9.) This problem involves the OJ data set which is part of the ISLR2 package.
library(ISLR)
attach(OJ)
set.seed(12)
train = sample(dim(OJ)[1], 802)
OJ.train = OJ[train, ]
OJ.test = OJ[-train, ]
library(tree)
oj.tree = tree(Purchase ~ ., data = OJ.train)
summary(oj.tree)
##
## Classification tree:
## tree(formula = Purchase ~ ., data = OJ.train)
## Variables actually used in tree construction:
## [1] "LoyalCH" "SalePriceMM" "PriceDiff" "ListPriceDiff"
## Number of terminal nodes: 7
## Residual mean deviance: 0.765 = 608.2 / 795
## Misclassification error rate: 0.1584 = 127 / 802
The tree only uses two variables: LoyalCH and PriceDiff. It has 8 terminal nodes. Training error rate (misclassification error) for the tree is 0.1484.
oj.tree
## node), split, n, deviance, yval, (yprob)
## * denotes terminal node
##
## 1) root 802 1072.00 CH ( 0.61097 0.38903 )
## 2) LoyalCH < 0.482935 305 331.00 MM ( 0.23279 0.76721 )
## 4) LoyalCH < 0.0589885 69 18.11 MM ( 0.02899 0.97101 ) *
## 5) LoyalCH > 0.0589885 236 285.20 MM ( 0.29237 0.70763 )
## 10) SalePriceMM < 2.04 125 125.10 MM ( 0.20000 0.80000 ) *
## 11) SalePriceMM > 2.04 111 149.10 MM ( 0.39640 0.60360 ) *
## 3) LoyalCH > 0.482935 497 432.00 CH ( 0.84306 0.15694 )
## 6) LoyalCH < 0.764572 222 270.20 CH ( 0.70270 0.29730 )
## 12) PriceDiff < 0.085 73 99.54 MM ( 0.42466 0.57534 )
## 24) ListPriceDiff < 0.235 48 56.07 MM ( 0.27083 0.72917 ) *
## 25) ListPriceDiff > 0.235 25 29.65 CH ( 0.72000 0.28000 ) *
## 13) PriceDiff > 0.085 149 131.60 CH ( 0.83893 0.16107 ) *
## 7) LoyalCH > 0.764572 275 98.63 CH ( 0.95636 0.04364 ) *
Let’s pick terminal node labeled “8)”. The splitting variable at this node is LoyalCH. The splitting value of this node is 0.036. There are 60 points in the subtree below this node.
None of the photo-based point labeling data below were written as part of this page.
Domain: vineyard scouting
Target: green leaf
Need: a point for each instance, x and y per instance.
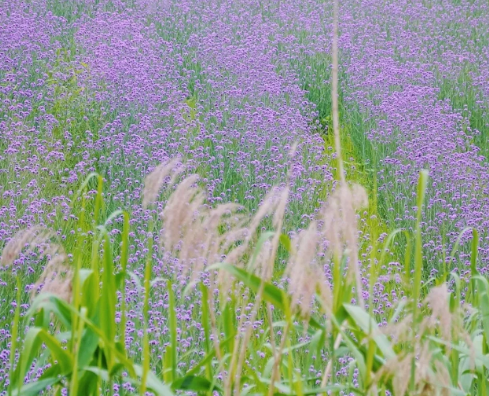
(483, 303)
(33, 341)
(368, 325)
(271, 293)
(34, 388)
(153, 383)
(88, 345)
(196, 384)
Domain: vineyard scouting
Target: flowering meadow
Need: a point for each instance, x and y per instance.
(244, 197)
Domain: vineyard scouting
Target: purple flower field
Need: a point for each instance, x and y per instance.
(240, 93)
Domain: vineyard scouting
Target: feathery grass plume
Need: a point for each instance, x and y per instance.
(57, 275)
(340, 227)
(32, 237)
(438, 301)
(303, 272)
(155, 180)
(56, 278)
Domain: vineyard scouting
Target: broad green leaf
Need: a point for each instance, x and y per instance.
(368, 325)
(194, 383)
(88, 345)
(153, 383)
(35, 388)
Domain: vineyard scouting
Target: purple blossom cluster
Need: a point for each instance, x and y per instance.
(396, 55)
(120, 86)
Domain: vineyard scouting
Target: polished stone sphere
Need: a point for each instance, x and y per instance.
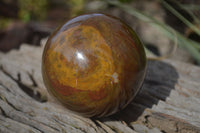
(94, 64)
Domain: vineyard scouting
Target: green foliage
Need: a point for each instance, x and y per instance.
(32, 9)
(193, 47)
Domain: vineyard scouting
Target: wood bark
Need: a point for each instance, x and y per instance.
(168, 102)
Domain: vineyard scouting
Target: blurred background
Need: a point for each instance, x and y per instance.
(168, 28)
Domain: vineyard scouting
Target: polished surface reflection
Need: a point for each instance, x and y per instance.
(94, 64)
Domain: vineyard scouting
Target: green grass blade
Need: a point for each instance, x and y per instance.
(192, 46)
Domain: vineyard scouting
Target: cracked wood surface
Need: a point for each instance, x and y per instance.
(167, 103)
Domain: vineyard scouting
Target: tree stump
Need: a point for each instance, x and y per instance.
(168, 102)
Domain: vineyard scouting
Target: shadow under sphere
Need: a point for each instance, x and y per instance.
(160, 80)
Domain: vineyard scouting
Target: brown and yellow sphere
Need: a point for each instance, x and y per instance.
(94, 64)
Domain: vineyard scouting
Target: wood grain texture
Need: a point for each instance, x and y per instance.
(167, 103)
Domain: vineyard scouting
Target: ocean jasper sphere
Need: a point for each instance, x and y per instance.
(94, 64)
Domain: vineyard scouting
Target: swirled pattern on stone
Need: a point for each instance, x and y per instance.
(94, 64)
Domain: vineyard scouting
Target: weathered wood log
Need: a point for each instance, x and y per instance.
(167, 103)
The deviance for all points contained in region below this node is 61. A * in the line denotes that this is in fact a terminal node. The prediction at this node is Sales = MM. About 1.7% points in this node have CH as value of Sales. Remaining 98.3% points have MM as value of Sales.
plot(oj.tree)
text(oj.tree, pretty = 0)
LoyalCH is the most important variable of the tree, in fact top 3 nodes contain LoyalCH. If LoyalCH<0.276, the tree predicts MM. If LoyalCH>0.765, the tree predicts CH. For intermediate values of LoyalCH, the decision also depends on the value of PriceDiff.
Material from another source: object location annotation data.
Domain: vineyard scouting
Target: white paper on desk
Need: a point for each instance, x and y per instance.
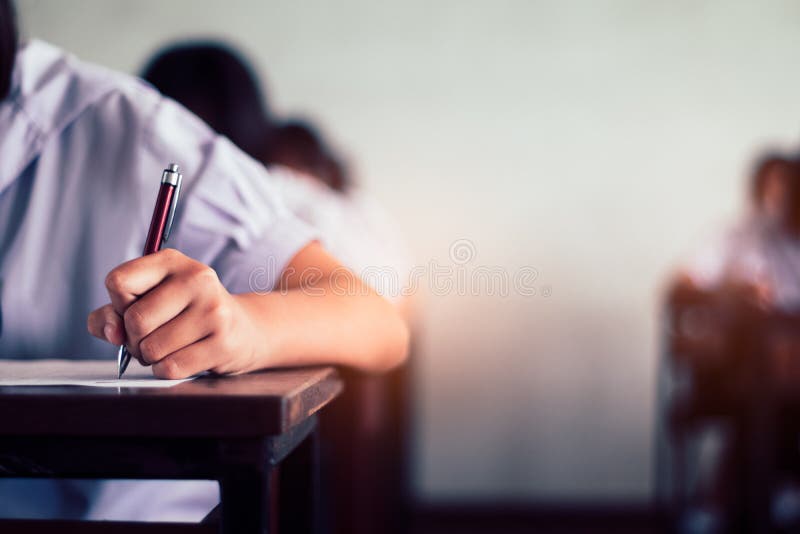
(94, 373)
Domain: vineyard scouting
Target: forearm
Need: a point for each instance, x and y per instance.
(321, 323)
oj.pred = predict(oj.tree, OJ.test, type = "class")
table(OJ.test$Purchase, oj.pred)
## oj.pred
## CH MM
## CH 127 36
## MM 15 90
1-((138+74)/(138+18+38+74))
## [1] 0.2089552
Test error rate is 20.9%.
cv.oj = cv.tree(oj.tree, FUN = prune.tree)
plot(cv.oj$size, cv.oj$dev, type = "b", xlab = "Tree Size", ylab = "Deviance")
Size of 8 gives lowest cross-validation error.
oj.pruned = prune.tree(oj.tree, best = 8)
## Warning in prune.tree(oj.tree, best = 8): best is bigger than tree size
summary(oj.pruned)
##
## Classification tree:
## tree(formula = Purchase ~ ., data = OJ.train)
## Variables actually used in tree construction:
## [1] "LoyalCH" "SalePriceMM" "PriceDiff" "ListPriceDiff"
## Number of terminal nodes: 7
## Residual mean deviance: 0.765 = 608.2 / 795
## Misclassification error rate: 0.1584 = 127 / 802
Misclassification error of pruned tree is exactly same as that of original tree: 0.1484.
pred.unpruned = predict(oj.tree, OJ.test, type = "class")
misclass.unpruned = sum(OJ.test$Purchase != pred.unpruned)
misclass.unpruned/length(pred.unpruned)
## [1] 0.1902985
pred.pruned = predict(oj.pruned, OJ.test, type = "class")
misclass.pruned = sum(OJ.test$Purchase != pred.pruned)
misclass.pruned/length(pred.pruned)
## [1] 0.1902985
Pruned and unpruned trees have same test error rate of 0.209.